Each day our guides designated one of us to be the navigator and we sat together in the dirt using a shoestring to try to measure out miles on our old topography map. We got a little better at each task each day. Tarps became easier to roll, packs easier to carry, maps easier to follow, and meals easier to cook. Not that we didn’t continue to make mistakes. We made so many mistakes. Walking miles in the wrong direction, forgetting equipment and having to go back for it, spilling food and having to eat it off the ground. I never got used to the way we had to drink the water we used to clean our pots in order to leave no trace.
On the other side of all this, the hikes were beautiful. However, I had a bad habit of staring at my feet the whole time because of how often I tripped. It has been a long time since that trip but there are still certain spots in those mountains that I can picture perfectly. Certain memories and feelings I recall so well. Like the night we all crawled out of our tarps and watched the stars. Or the giant moss-covered boulders we sat on to eat our lunch right by the little waterfall that ran through our trail. I remember the campsite we had at the top of the mountain that was so windy we spent half the night chasing loose tarps. Jack made dinner for us one night and put all of our soup packets into one pot of boiling water. It was the thickest most flavor-packed bowl of soup anyone had ever made. I remember near the end when we were low on supplies, so we just put jelly on pretzels for lunch and decided it reminded us all of that one Jell-O desert. I remember licking my bowl clean after every meal. After five straight days of rain, we finally had a sunny one and all decided to swim in the little freezing-cold waterfall we had found.

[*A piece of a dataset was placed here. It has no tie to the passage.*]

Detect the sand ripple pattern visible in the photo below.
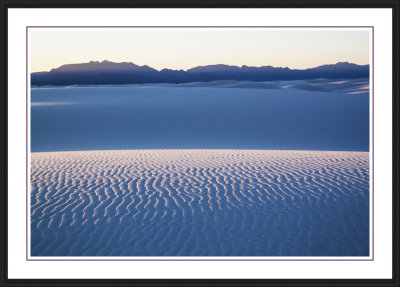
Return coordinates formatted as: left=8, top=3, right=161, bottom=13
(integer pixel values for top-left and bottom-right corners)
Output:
left=31, top=150, right=369, bottom=256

It only takes ten days to accept something as your existence. Actually, it takes less than that. By day five of our trip I was so used to waking up soaking wet in the middle of the woods with this group of people, that it felt like I had been doing it all my life. All other parts of my world were so far out of sight and so far out of mind. I hadn’t thought of my family or my homework or my phone and all its social media accounts at all. I was completely detached from society and our world as we know it. My life was simply wake up, eat, pack up camp, hike, set up camp, eat. That was all I had to do and that was all I had to think about which gave my mind so much space to explore. Distance is the best way to create perspective.

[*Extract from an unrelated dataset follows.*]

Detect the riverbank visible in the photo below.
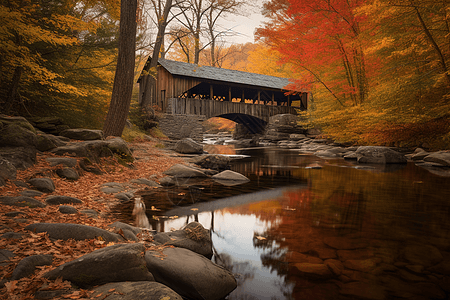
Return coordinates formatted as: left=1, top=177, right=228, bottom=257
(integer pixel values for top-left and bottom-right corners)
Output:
left=0, top=141, right=193, bottom=299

You know how people tell you to go for a walk to clear your head, and it helps! We’ll just imagine if that walk was ten days long. In that time you will clear your head of what has been bothering you but also things that were subconsciously bothering you, and anything and everything else that might be in there. Until it is empty. You played out every scenario, you have worked through every problem, you have faced every truth. There is nothing left to clear. Your mind is open, and that is a feeling that I cannot explain. That is a feeling I crave constantly, and that is why I hike.